Central features of spin offs


Spin offs are a distribution of subsidiary shares to parent company shareholders. As such, no money (necessarily) comes into the parent company as a result. No shares (or assets) of the subsidiary are sold to the market(IPO) or to a acquirer. Example: Dr. Reddy formed new drug development company Parlecan Pharma Sun Pharma demerged its R&D as a separate entity Sun Pharma Advance Research company to reduce R&D cost.

Equity Carve Outs


The firm sell a part (20% or less) of its wholly owned subsidiarys common stock in the market. This is similar to spin-offs, expect that some part of share holders of this subsidiary company is offered to public through a public issue and the parent company continues to enjoy control over the subsidiary company by controlling interest in it.

Split Ups
This type of demerger involves the division of the parent company into two or more separate companies where parent company ceases to exist after the demerger.
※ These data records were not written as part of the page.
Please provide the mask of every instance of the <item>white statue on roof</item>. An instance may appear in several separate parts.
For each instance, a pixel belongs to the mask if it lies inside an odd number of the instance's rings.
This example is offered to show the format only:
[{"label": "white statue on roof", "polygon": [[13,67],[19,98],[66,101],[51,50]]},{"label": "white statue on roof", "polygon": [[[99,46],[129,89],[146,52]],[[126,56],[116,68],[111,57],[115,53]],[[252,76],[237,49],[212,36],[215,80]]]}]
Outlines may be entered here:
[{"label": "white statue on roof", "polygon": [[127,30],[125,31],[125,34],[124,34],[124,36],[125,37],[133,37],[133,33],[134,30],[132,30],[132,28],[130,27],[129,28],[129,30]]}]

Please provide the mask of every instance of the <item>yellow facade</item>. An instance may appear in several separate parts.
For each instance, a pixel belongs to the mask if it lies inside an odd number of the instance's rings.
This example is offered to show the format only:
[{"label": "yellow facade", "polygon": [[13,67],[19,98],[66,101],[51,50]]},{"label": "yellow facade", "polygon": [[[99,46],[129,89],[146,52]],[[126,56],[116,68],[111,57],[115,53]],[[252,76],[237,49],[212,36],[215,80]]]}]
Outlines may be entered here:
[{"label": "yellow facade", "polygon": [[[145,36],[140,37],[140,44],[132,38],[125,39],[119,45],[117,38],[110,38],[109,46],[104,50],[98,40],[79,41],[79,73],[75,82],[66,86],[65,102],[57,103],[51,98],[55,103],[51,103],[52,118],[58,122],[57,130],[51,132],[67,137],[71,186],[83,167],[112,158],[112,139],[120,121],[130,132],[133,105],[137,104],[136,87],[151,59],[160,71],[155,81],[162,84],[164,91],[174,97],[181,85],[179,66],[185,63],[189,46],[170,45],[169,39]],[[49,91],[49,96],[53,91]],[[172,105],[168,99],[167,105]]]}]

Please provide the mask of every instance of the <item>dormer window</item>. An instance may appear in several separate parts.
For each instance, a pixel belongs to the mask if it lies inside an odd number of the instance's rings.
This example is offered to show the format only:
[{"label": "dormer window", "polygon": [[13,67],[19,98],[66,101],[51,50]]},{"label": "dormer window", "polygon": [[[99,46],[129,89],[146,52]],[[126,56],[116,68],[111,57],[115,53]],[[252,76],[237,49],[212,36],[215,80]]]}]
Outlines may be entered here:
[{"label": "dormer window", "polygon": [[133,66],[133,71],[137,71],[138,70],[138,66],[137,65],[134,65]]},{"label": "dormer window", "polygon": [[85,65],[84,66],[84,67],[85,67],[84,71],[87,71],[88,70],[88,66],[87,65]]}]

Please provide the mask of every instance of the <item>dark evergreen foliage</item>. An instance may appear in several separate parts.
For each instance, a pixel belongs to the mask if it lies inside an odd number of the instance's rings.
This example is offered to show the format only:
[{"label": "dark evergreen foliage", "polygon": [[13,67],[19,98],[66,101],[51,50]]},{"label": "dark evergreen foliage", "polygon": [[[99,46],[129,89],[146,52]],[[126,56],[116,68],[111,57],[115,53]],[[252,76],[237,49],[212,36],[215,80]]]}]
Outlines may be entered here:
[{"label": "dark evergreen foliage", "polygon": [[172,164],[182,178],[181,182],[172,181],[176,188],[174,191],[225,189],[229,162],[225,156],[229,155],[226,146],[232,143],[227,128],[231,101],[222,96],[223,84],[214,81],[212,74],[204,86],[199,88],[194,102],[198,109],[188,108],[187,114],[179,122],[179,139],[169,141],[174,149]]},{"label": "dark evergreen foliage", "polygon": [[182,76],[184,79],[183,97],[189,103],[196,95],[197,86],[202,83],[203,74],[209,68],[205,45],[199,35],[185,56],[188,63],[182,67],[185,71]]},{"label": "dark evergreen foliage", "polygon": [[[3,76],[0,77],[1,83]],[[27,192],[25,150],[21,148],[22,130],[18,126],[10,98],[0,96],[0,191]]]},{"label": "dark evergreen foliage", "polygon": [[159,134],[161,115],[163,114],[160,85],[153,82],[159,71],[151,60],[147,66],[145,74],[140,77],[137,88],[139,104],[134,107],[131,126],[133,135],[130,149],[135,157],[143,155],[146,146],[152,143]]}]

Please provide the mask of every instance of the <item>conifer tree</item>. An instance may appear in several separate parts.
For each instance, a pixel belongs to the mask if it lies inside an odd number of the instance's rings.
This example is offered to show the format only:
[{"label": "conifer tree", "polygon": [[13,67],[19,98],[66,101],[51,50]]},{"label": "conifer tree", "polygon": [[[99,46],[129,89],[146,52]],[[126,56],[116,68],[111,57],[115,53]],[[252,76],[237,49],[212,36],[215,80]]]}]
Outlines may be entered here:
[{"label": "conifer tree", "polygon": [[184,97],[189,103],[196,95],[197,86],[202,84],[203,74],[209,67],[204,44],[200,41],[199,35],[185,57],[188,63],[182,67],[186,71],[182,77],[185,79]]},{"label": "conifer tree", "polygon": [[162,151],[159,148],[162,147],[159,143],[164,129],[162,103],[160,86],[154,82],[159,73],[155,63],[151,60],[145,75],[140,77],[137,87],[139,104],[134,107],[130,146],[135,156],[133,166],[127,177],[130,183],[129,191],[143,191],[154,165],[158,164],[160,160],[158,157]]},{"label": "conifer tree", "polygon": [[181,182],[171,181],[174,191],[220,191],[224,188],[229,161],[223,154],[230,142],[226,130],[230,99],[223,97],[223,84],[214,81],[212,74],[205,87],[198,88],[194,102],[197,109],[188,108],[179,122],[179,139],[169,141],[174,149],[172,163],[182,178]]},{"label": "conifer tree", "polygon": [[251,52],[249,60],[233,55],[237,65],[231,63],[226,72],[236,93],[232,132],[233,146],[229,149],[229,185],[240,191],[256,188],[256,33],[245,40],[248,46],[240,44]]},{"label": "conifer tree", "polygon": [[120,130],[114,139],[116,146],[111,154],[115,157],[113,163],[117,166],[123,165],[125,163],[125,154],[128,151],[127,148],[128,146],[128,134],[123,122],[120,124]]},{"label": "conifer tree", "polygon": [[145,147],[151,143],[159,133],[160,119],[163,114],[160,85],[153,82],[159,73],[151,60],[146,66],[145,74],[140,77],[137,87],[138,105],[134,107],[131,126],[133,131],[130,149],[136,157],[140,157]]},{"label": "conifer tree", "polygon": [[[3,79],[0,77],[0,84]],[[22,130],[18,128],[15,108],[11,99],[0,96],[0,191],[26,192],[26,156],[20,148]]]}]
New business entities took place for parent firm.

Divestitures
These are sale of segment of a company for cash or for securities to an outside party. Selling assets, divisions, subsidiaries to another corporation or combination of corporations or individuals

Features of Divestitures
Selling corporation typically receives consideration for the assets to be sold.
Cash Securities Other assets

Divestitures are usually taxable events for selling corporation(new basis for purchaser). Example of Divestitures is JLR.

Asset Sale
This involves sale of tangible or intangible assets of a company to generate cash. Example: Jaguar brand is sold to Tata motors at very high value as the company was facing serious financial problems. Lakme brand was sold to Hindustan lever to generate cash at the companys end

Reverse Merger
If a sick company extends its embracing arms to a profitable company and in turn absorbs it in its fold, this action is called as reverse merger. It very rarely happens and happens in family owned businesses. The first case of reverse merger formulated by BIFR envisaged the merger of a healthy company Sagar Real Estate Developer limited with a sick textile company SLM Maneklal Industries Limited.